Auch dies wollen wir beachten, dass von dem Heiland Weissagungen über das Martyrium nicht in den an die große Menge, sondern in den an die Apostel gerichteten Worten enthalten sind. Denn nachdem vorher gesagt ist: "Diese Zwölf sandte Jesus aus, indem er ihnen die Weisung gab: geht nicht den Weg zu den Heiden1" usw., heißt es dann weiter: "Nehmt euch vor den Menschen in acht; denn sie werden euch den Gerichten überliefern und werden euch in ihren Synagogen geißeln; und vor Statthalter und Könige werdet ihr geführt werden um meinetwillen, zum Zeugnis für sie und die Völker. Sobald sie euch aber überantworten, dann sorget nicht darum, wie oder was ihr sagen sollt: [denn es wird euch in jener Stunde verliehen werden, S. 189 was ihr sagen sollt2;] denn nicht ihr seid die Redenden, sondern der Geist des Vaters ist es, der in euch redet. Es wird aber ein Bruder seinen Bruder zum Tod überliefern und ein Vater sein Kind, und Kinder werden sich erheben gegen ihre Eltern und werden sie zum Tode führen. Und ihr werdet von allen gehaßt sein um meines Namens willen. Wer aber bis zum Ende ausharrt, der wird gerettet werden. Sobald sie euch aber in dieser Stadt verfolgen, so fliehet in die andere, und wenn sie euch aus dieser verjagen, so fliehet wieder in eine andere; denn wahrlich, ich sage euch, nicht werdet ihr mit den Städten Israels zum Ziele gelangen, bis der Menschensohn kommt3."
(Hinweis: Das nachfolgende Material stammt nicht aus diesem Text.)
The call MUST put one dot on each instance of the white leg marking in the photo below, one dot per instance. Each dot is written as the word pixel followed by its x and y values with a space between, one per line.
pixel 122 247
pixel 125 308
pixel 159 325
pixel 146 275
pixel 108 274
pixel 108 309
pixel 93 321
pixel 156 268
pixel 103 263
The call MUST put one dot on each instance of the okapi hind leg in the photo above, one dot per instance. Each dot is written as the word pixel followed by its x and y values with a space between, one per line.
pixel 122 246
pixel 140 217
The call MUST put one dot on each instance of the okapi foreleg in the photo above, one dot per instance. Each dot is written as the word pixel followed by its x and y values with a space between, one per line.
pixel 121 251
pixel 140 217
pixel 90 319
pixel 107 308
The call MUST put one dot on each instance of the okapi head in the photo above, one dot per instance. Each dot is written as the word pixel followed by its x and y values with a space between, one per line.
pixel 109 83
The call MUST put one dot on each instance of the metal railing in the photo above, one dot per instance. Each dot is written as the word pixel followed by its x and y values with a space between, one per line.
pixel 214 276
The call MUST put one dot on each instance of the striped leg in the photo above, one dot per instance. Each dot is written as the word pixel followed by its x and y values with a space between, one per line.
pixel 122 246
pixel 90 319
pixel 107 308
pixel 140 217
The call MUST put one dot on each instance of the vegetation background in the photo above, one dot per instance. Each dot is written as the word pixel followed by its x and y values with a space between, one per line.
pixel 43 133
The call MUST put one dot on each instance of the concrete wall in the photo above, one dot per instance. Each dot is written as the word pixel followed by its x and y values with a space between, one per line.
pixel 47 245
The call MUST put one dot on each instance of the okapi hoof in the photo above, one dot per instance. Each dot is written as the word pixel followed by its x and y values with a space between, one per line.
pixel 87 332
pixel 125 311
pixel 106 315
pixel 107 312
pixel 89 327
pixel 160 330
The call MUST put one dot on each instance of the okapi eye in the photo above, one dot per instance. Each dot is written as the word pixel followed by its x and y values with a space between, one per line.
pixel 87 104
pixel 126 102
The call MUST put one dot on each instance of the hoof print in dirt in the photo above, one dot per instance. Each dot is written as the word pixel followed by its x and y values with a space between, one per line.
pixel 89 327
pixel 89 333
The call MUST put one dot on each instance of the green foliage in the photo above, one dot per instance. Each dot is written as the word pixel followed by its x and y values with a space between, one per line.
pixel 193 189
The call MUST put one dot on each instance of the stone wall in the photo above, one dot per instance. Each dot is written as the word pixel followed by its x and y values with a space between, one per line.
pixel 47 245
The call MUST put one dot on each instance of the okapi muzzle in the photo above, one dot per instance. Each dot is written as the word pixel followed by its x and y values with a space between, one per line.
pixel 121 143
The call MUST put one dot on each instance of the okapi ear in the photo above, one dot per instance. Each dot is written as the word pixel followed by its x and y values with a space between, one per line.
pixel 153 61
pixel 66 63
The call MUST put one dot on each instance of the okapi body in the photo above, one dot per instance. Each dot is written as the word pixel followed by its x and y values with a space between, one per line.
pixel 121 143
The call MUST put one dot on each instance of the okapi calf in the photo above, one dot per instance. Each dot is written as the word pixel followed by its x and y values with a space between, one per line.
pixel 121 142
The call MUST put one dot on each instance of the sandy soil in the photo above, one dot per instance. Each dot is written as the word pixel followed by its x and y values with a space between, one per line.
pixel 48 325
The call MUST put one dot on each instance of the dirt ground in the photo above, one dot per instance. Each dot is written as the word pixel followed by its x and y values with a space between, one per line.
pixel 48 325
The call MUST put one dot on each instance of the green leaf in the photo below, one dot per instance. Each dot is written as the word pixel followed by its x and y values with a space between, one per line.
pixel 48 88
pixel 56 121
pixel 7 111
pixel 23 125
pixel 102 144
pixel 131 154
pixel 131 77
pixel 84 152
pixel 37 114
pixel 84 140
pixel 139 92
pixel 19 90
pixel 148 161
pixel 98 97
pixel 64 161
Lukas aber zeichnet folgendes auf: "Sobald sie euch aber vor die Synagogen und vor die Behörden und Obrigkeiten bringen, sorget nicht darum, wie ihr euch verteidigen oder was ihr sagen sollt; denn der Heilige Geist wird euch in der Stunde selbst lehren, was ihr sagen müßt4." Und weiter unten: "So beherziget nun, dass ihr nicht vorher auf Verteidigung sinnt; denn ich werde euch Redegabe und Weisheit verleihen, der alle eure Widersacher unmöglich widerstehen oder widersprechen können. Ihr werdet aber auch von Eltern und Brüdern und Verwandten und Freunden überliefert werden, und sie werden (einige) von euch zum Tode führen; und ihr werdet gehaßt sein von allen um meines Namens willen. Und kein Haar von eurem Haupte wird verloren gehen. Durch eure Standhaftigkeit werdet ihr euer Leben gewinnen5." Folgendes sagt aber auch Markus: "Sobald sie euch aber zur Auslieferung wegführen, so sorget und sinnt nicht vorher [was ihr sagen sollt6], sondern was euch in jener Stunde (ein)gegeben wird, das saget; denn nicht ihr seid die Redenden, S. 190 sondern der Heilige Geist. Es wird aber ein Bruder seinen Bruder zum Tode überliefern und ein Vater sein Kind, und Kinder werden sich erheben gegen ihre Eltern und werden sie zum Tode führen: und ihr werdet gehaßt sein von allen um meines Namens willen. Wer aber bis zum Ende ausharrt, der wird gerettet werden7."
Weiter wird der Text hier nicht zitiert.